Las creencias personales son la base de la relación del ser humano con sus semejantes. A lo largo de los años nuestro cerebro va incorporando conocimientos, datos y hábitos que configuran el edificio de lo que somos. Se hace en un contexto previamente configurado en la infancia por otros humanos, normalmente lo que llamamos familia, que determinan el comportamiento del futuro adulto. A tales extremos los primeros años son importantes, que la filósofa y escritora inglesa Mary Wollstonecraft (precursora del feminismo moderno) afirmaba ya en el siglo XVIII: “Una gran proporción de la miseria que vaga, en formas repugnantes, alrededor del mundo, se debe a una educación negligente por parte de los padres”. Eran estos los transmisores de la esencia de la moral y de los principios culturales heredados por sus antepasados a lo largo de los siglos. Pero en la segunda mitad del siglo XX han irrumpido nuevas variables que han modificado, en un corto período de tiempo, el proceso de aprendizaje: las nuevas tecnologías, el Estado social, la aspiración identitaria en un mundo globalizado y la competitividad capitalista hacía el éxito, como principal objetivo. A esto hay que añadir la pérdida de influencia de la religión, el retroceso de las ideologías nacidas en el siglo XIX y la reestructuración de la familia tradicional.

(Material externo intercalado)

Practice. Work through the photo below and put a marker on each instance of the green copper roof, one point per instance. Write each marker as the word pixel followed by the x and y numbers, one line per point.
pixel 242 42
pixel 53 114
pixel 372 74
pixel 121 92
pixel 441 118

La hegemonía de un capitalismo seductor y amoral condiciona la relación entre pueblos y personas; relegando a un segundo nivel la capacidad de tomar decisiones. En la actualidad, la soberanía, personal o colectiva, se está convirtiendo en una entelequia. Paralelamente el ser humano ha alcanzado cotas de libertad como nunca se había imaginado; un acceso a la información instantánea y sin limitaciones; a una comunicación sin límites ni condicionantes; todo ello en un mundo empequeñecido gracias al transporte moderno. Contradicción que puede conducir al aniquilamiento de la persona. Educados para producir, para ganar, para competir, para aspirar permanentemente al éxito, aunque para ello tengamos que destruir la palabra, la imaginación, la creatividad y transgredir la libertad. Las consecuencias de este único y último objetivo, el éxito a través de la competitividad, son difíciles de calibrar; el miedo, la inseguridad, el desamparo y la dependencia; en todo caso debilitan al ser humano ante la adversidad o el fracaso.

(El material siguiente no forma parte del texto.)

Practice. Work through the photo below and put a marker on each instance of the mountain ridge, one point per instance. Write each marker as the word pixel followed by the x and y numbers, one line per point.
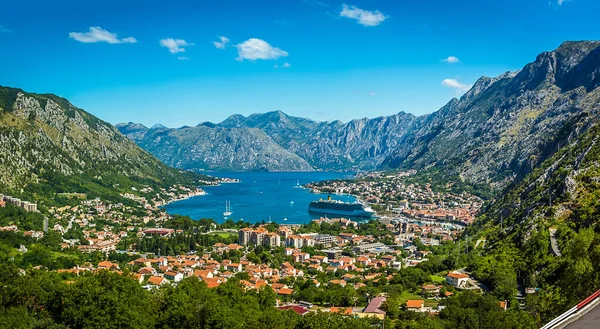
pixel 49 145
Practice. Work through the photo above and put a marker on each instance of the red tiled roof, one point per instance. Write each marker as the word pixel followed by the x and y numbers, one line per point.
pixel 298 309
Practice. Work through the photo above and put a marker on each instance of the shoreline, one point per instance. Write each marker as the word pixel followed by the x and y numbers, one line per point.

La competitividad como medio se ha convertido en la cadena que esclaviza al mundo moderno, que unida al consumo nos transforma en seres robotizados dirigidos por estructuras sin alma, sin ética y sin empatía. Somos en esencia elementos productivos y números, nuestros sentimientos tienen un precio en el mercado y se manipulan para que respondamos gregariamente a estímulos predeterminados.

El Estado se ha convertido en refugio de una élite político-económica que controla y organiza los recursos que se generan en el país. Mientras, se ha renunciado a la condición emanada de los paradigmas de la revolución francesa de 1789, que son la base de los estados modernos. Para ello se adecuan los sistemas educativos vaciándolos de formación humanística, se fomenta la clasificación selectiva, se abandona la inclusión y se margina el esfuerzo. Paralelamente se idealizan los resultados como único camino para alcanzar la felicidad.

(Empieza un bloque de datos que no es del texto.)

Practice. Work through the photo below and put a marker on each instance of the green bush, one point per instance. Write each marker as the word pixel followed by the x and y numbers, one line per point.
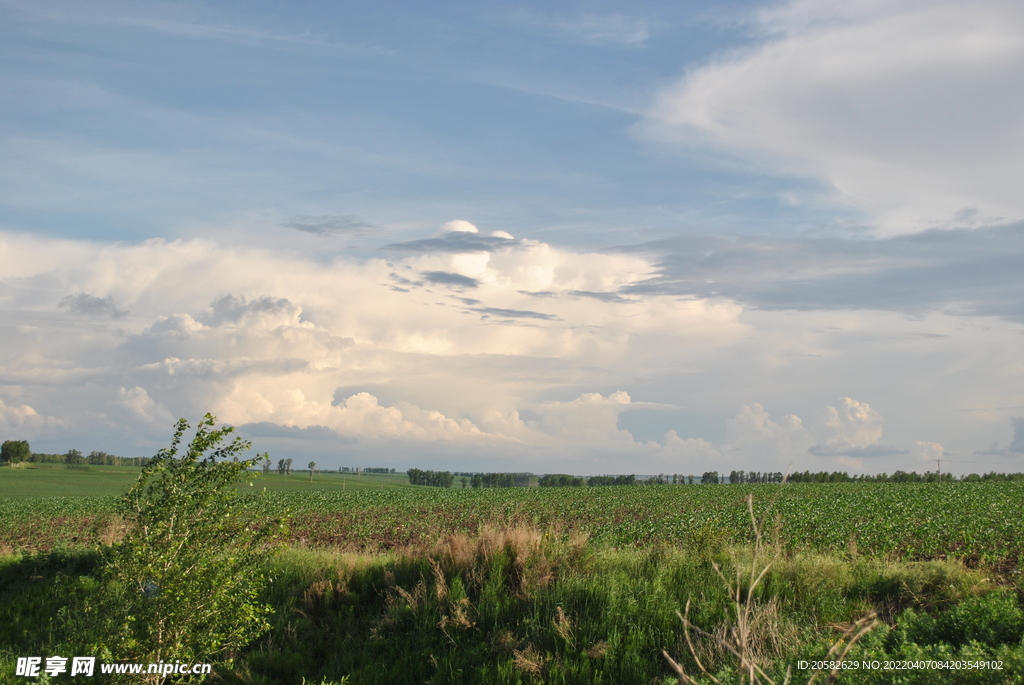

Se está construyendo una sociedad de buenos y malos; de triunfadores y fracasados, de listos y torpes, de guapos y feos, de enfermos y sanos, en definitiva de ricos y pobres. Y si para ello hay que desvirtuar el sistema democrático, se instrumentaliza con la fuerza de los votos.

Sin embargo es imposible controlar todas las variables que se producen en una evolución tan rápida donde la causalidad hace fracasar cualquier diseño por perfecto que este parezca. La frustración de las masas, la indignación de los marginados, una epidemia mortífera e incontrolable, un renacer ético, la angustia del hambre, el deseo de libertad de pensamiento y la busca de un bienestar inalcanzable. Todas o cada una de estas variables pueden abrir el camino al “hombre nuevo”.

Sin duda Mary Wollstonecraft analizó con acierto la sociedad de su tiempo, hoy habría que resaltar que la educación para la competitividad no hace al hombre más feliz y lo conduce al abismo del fracaso, incluso cuando se cree haber alcanzado el éxito.